What you’re talking about is a situation where one of the words is a fossil word. These are words that have fallen out of use in the language but remain because of use in an idiom that remains. The words become associated mostly because one has stopped being used.

There’s another thread on a different site here with a discussion on them.

I think that there’s an argument that collocation in this sense results in a compound noun. Because English is an isolating language as @the100thmonkey mentions, we don’t have as many closed compounds as open or spaced ones. German has some awesome closed compounds.

There are a few of these that aren’t as clear because they once were in use, but were part of a closed compound. The word that falls out of usage or doesn’t get translated ends up a cranberry morpheme.

What I found out looking around at this is there’s a wicked cool project involving what some are referring to as eggcorns, Because compounds and idioms have their own meaning, and there’s a disconnect between spoken and written language, this is a specific kind of mistake where the wrong word is inserted into the phrase/compound. The original “eggcorn” was actually meant to be the word “acorn.”

Jeruba's avatar

We can find many instances of “filial” without “piety” and “piety” without “filial.” Likewise “matrimonial” and “bliss.” You can speak of “gall” without “unmitigated,” and if you can have mitigated anything you can also have it unmitigated. So I don’t think these are examples of the kind that the question is asking for, which, as I understand it, are words that are virtually never found without their respective companions. These are just stock phrases.

I do see “ulterior purpose” (though not quite as frequently as “ulterior motive”), but I can’t think of anything extenuating except circumstances. However, Dictionary.com can.

iamthemob's avatar

@the100thmonkey – That link looks…familiar…;-)

@SavoirFaireThis site on multiword expressions is really helpful. The relevant part categorizes it as a member of the

“Anomalous collocations”, a group of collocations that is lexicogrammatically marked and specifically a cranberry collocation, which has an “idiosyncratic lexical component,” where one or more words found only in that collocation (or is a fossil word, as in – in retrospect, kith and kin).

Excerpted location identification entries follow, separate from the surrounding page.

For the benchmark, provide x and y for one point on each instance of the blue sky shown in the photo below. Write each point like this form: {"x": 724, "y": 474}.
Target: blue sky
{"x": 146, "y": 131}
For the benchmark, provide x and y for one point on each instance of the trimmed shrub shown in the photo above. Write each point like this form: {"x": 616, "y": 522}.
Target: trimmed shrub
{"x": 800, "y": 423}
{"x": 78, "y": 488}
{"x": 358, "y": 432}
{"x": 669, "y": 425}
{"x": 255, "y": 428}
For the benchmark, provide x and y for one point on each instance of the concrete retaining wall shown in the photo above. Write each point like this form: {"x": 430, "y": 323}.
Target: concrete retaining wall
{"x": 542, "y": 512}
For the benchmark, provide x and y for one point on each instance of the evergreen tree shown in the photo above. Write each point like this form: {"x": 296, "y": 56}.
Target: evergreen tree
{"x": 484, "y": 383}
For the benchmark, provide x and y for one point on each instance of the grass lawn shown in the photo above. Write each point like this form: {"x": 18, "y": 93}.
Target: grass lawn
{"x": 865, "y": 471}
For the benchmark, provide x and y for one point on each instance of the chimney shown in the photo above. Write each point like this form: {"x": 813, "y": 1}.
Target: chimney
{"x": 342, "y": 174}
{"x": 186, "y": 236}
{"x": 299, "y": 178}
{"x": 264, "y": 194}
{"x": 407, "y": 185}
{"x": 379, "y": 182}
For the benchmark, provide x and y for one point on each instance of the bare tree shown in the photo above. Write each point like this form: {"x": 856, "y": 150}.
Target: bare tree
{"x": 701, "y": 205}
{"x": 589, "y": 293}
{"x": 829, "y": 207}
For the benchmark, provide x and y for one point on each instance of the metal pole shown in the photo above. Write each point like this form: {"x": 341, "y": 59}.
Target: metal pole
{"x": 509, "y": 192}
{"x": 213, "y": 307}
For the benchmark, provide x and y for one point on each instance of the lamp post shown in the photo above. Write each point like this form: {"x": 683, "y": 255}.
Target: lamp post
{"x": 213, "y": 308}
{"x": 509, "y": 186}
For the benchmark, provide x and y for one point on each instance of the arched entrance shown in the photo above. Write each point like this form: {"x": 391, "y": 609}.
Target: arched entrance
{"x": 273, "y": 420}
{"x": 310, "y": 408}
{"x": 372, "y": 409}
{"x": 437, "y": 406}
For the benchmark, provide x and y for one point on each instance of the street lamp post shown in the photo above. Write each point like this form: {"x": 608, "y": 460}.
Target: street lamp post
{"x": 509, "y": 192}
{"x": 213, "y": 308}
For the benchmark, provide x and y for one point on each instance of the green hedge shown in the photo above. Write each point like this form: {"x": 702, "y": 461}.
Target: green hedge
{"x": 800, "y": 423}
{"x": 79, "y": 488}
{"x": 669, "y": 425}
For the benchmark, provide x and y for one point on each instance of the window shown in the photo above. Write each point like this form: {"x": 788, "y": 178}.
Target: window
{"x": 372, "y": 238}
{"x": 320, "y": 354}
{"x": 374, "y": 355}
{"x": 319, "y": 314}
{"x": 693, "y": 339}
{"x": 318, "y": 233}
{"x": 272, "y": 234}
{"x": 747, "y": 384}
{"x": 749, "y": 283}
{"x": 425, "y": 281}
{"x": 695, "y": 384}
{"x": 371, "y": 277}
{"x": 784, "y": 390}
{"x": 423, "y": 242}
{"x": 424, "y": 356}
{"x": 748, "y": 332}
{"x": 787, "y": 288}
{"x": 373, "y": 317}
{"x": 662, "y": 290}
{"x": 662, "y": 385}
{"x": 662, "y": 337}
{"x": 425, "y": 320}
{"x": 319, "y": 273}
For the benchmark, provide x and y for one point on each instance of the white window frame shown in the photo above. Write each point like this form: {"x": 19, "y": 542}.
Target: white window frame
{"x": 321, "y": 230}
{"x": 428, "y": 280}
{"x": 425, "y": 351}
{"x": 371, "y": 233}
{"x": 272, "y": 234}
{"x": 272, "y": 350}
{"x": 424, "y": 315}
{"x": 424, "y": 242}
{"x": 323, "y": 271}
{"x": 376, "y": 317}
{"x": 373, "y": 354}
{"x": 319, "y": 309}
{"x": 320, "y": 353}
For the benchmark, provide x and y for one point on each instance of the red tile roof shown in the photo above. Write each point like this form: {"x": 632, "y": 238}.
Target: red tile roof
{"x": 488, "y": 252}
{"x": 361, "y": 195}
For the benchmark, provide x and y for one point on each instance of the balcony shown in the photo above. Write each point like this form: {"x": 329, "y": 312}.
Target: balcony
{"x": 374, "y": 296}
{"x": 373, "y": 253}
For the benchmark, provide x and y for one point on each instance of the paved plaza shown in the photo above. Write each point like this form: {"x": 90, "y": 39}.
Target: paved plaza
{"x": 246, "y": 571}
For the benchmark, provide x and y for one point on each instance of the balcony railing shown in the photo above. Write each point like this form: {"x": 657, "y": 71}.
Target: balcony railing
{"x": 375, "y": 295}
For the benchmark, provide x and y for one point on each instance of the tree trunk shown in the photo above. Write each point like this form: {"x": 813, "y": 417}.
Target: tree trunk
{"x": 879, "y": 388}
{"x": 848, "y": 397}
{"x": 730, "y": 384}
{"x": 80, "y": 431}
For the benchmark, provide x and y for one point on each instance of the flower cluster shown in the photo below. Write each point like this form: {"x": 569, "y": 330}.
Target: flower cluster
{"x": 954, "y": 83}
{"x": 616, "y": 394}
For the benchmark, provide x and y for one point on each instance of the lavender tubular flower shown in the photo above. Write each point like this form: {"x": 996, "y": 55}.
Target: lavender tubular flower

Also – the phenomenon that you discuss where we predict the follow up word in the pair is part of what is called priming – specifically context priming I believe (just in case).

the100thmonkey's avatar

Just seen this. I’ve been somewhat busy and haven’t been follwing up on ‘recent activity’ as I should

@iamthemob – it should look familiar; it’s a wikidpedia page. Clearly there’s more going on in your comment than your brevity. Care to elaborate?

iamthemob's avatar

@the100thmonkey – i already answered the fossil words issue, and linked out to that. ;-)

Jeruba's avatar

How about pitched? What does it ever modify besides battle?

WasCy's avatar

@Jeruba

scream or shriek, but then it’s always accompanied by “high”

wildpotato's avatar

Aplomb. Usually appears with “with great”.

wildpotato's avatar

Avail. Requires “to no”.

the100thmonkey's avatar

@wildpotato – as a noun, yes.

The Free Dictionary page on it is informative.

wildpotato's avatar

@the100thmonkey True, I had forgotten “to avail oneself” and other constructions. Thanks for the link.

dxs's avatar

Chaise from chaise lounge.

wildpotato's avatar

Amok – usually appears with a conjugate of “to run.” Occurred to me while watching “Amok Time” this evening.

Response moderated
wildpotato's avatar

Dudgeon – always appears with “in high.”

dxs's avatar

Seagull is an informal name for gull, but how many people actually just call them gulls?